Hillary Clinton made it clear this week that she is not just seeking votes, she is seeking to overhaul the way we vote. At speeches in Texas, Clinton railed against voter ID laws, praised efforts to expand early voting periods, and made the case for automatic voter registration. In the latter case, Clinton believes every American who turns 18 should be automatically registered to vote. She also would like to see everyone already over 18 registered in a similar way, though she declined to say how she would make this happen.
Clinton’s remarks on automatic voter registration come only months after President Obama mentioned the prospect of mandatory voting. Obama wasn’t proposing legislation by any means, but it’s clear that the Democrats feel the way forward is to get as many people to the polls as possible. Especially if the rules are so vague that even non-citizens are easily able to cast a ballot.
These proposals are difficult to fight because Republicans risk appearing as though they want to suppress certain voters when they make the case against these policies. And of course, that’s part of it. But that’s not all of it by a long shot. We owe it to our electoral system to make sure it is as free of fraud as we can get it. By following Clinton’s lead, it would be harder than ever to make sure that every vote is legitimate.

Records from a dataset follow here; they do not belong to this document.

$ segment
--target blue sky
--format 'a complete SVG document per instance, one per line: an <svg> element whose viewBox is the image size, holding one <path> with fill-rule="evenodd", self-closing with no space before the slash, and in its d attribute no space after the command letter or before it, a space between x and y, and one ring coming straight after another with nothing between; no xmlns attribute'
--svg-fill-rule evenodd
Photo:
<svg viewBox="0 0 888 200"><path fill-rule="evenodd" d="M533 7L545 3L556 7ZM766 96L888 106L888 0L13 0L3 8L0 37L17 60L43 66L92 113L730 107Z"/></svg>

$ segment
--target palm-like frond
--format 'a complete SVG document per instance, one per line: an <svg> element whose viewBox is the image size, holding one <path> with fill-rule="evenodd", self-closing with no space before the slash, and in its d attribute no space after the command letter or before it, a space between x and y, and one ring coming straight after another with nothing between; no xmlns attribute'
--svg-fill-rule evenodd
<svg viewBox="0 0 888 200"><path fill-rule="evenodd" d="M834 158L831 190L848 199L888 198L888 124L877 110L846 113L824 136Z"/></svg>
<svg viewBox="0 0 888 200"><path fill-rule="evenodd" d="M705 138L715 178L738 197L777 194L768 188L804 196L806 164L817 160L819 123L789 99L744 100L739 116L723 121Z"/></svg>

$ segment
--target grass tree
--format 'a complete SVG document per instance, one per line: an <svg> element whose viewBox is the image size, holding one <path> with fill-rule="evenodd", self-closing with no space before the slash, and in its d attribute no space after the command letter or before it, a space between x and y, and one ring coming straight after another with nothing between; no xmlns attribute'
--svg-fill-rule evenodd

Automatic registration and mandatory voting go to another problem, and it’s one worth pausing to consider. Quite frankly, what is the benefit to making it easier for people to vote? It’s already about as easy as it can get. When we start talking about making it even easier (or mandatory), what portion of the population are we reaching out to? We’re reaching out to those unwilling to endure even the tiniest burdens of participation. In other words, those who couldn’t care less about elections. Is our country improved by bringing these people into the voting booth?
True the Vote issued a statement that said, “Clinton’s embrace of mandatory or ‘universal’ voter registration may sound above reproach, but the actual means to accomplish such a policy would risk substantial voter dilution for citizens.”
As an American citizen, you have the right to make your voice heard. But those rights come with certain civic responsibilities. If you care enough to vote, you should care enough to get informed. If you care enough to vote, you should care enough to get registered. And if you don’t care enough to take these small steps, then maybe you don’t care enough to vote.
Clinton and Obama make it sound as though they want to make us a more democratic country. In truth, they want the ignorant, the illegal, and the fraudulent to decide elections from here on out. That is, after all, their constituency.